- Born: 21 September 1897 Rome, Italy
- Died: 26 November 1966 (aged 69)
- Education: Sherborne School University of Birmingham
- Occupation: Journalist
- Years active: 1920s–1963
- Employer: The New York Times
- Known for: Foreign correspondence; Pulitzer Prize–winning reporting

= Arnaldo Cortesi =

American journalist and foreign correspondent

Arnaldo Cortesi (21 September 1897 – 26 November 1966) was an American journalist and foreign correspondent for The New York Times. He won the 1946 Pulitzer Prize for Correspondence for his reporting from Buenos Aires during 1945, which the Pulitzer Board cited as distinguished foreign correspondence.

== Early life and education ==
Arnaldo Cortesi was born in Rome in 1897. He was educated in England and attended Sherborne School. He later studied engineering at the University of Birmingham and, after graduating, worked briefly for the British Westinghouse Electrical and Manufacturing Company at Trafford Park in Manchester.

== Career ==
=== Entry into journalism ===
Cortesi subsequently entered journalism and joined The New York Times, beginning a career that would span more than four decades. He served as a foreign correspondent in several countries, primarily in Europe and Latin America.

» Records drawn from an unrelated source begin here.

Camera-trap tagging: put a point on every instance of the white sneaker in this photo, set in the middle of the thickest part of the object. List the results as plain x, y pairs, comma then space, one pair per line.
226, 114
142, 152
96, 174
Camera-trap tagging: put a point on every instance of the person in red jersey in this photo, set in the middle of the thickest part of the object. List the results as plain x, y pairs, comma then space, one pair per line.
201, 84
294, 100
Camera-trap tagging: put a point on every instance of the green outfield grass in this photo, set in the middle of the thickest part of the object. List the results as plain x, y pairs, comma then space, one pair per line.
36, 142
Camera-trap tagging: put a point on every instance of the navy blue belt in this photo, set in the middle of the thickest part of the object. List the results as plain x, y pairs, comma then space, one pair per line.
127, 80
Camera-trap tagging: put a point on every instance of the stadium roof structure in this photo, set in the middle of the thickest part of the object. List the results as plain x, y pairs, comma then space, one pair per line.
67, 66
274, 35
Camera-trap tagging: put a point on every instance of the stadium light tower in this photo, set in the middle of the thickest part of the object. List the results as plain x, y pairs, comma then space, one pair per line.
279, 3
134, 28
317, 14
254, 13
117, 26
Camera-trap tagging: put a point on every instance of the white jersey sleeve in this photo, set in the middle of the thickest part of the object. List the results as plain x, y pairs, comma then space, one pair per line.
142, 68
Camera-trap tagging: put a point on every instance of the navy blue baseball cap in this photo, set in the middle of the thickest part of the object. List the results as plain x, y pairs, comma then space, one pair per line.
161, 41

=== Rome and Fascist Italy ===
During the 1920s and 1930s, Cortesi was based in Rome as a correspondent for The New York Times. His reporting covered Italian political life during the rise and consolidation of Benito Mussolini’s Fascist regime. Contemporary accounts describe the working conditions of American correspondents in Fascist Italy as constrained by state censorship, requiring caution in reporting sensitive political developments.

In the late 1930s, following Italian government restrictions on the employment of Italian nationals by foreign newspapers, Cortesi left Rome and was reassigned to other foreign postings.

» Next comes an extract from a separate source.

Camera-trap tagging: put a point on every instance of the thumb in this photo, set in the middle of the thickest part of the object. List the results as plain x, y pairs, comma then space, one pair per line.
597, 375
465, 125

=== Buenos Aires and Pulitzer Prize ===
During the Second World War, Cortesi was posted to Buenos Aires, where he reported on Argentine politics and foreign relations in 1945, a period marked by the rise of Juan Perón. His reporting from Argentina formed the basis of his receipt of the Pulitzer Prize the following year.

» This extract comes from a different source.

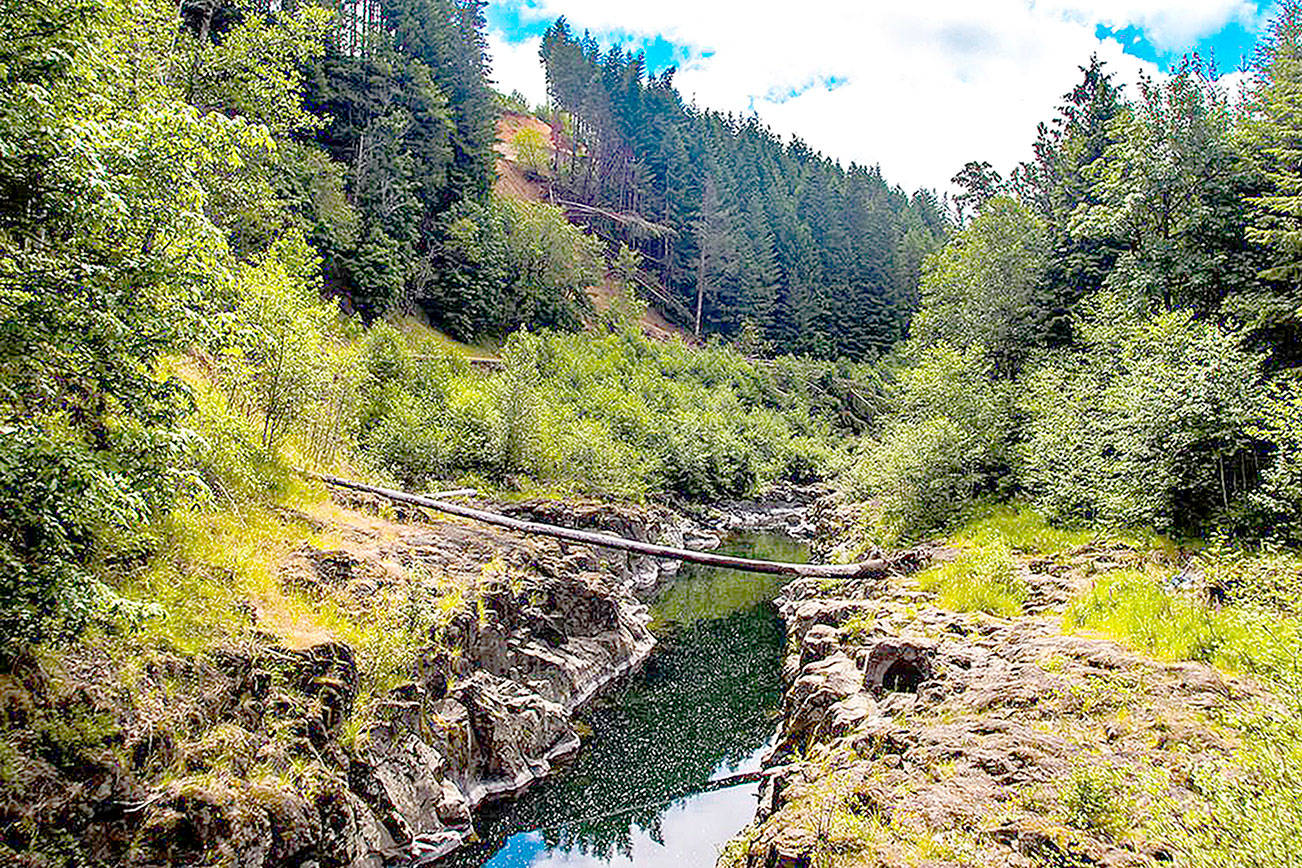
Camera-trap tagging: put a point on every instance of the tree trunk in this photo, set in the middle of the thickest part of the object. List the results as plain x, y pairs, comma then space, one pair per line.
878, 566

In 1946, Cortesi was awarded the Pulitzer Prize for Correspondence for distinguished foreign reporting, with the Pulitzer Board citing his Buenos Aires dispatches as exemplars of high-quality international journalism.

=== Post-war Italy and later career ===
After the war, Cortesi returned to Italy and served as The New York Times Rome bureau chief during the post-war reconstruction period. His reporting covered the fall of Fascism, the Allied occupation, and the early political development of the Italian Republic.

According to his obituary in The New York Times, Cortesi’s foreign assignments over the course of his career also included postings in Geneva and Mexico City. He retired from active reporting in 1963.

== Pulitzer Prize ==
Cortesi received the Pulitzer Prize for Correspondence in 1946 for his foreign reporting during 1945. The award recognised his coverage of political developments in Argentina during a critical period in the country’s modern history.

== Death ==
Arnaldo Cortesi died on 26 November 1966 at the age of 69.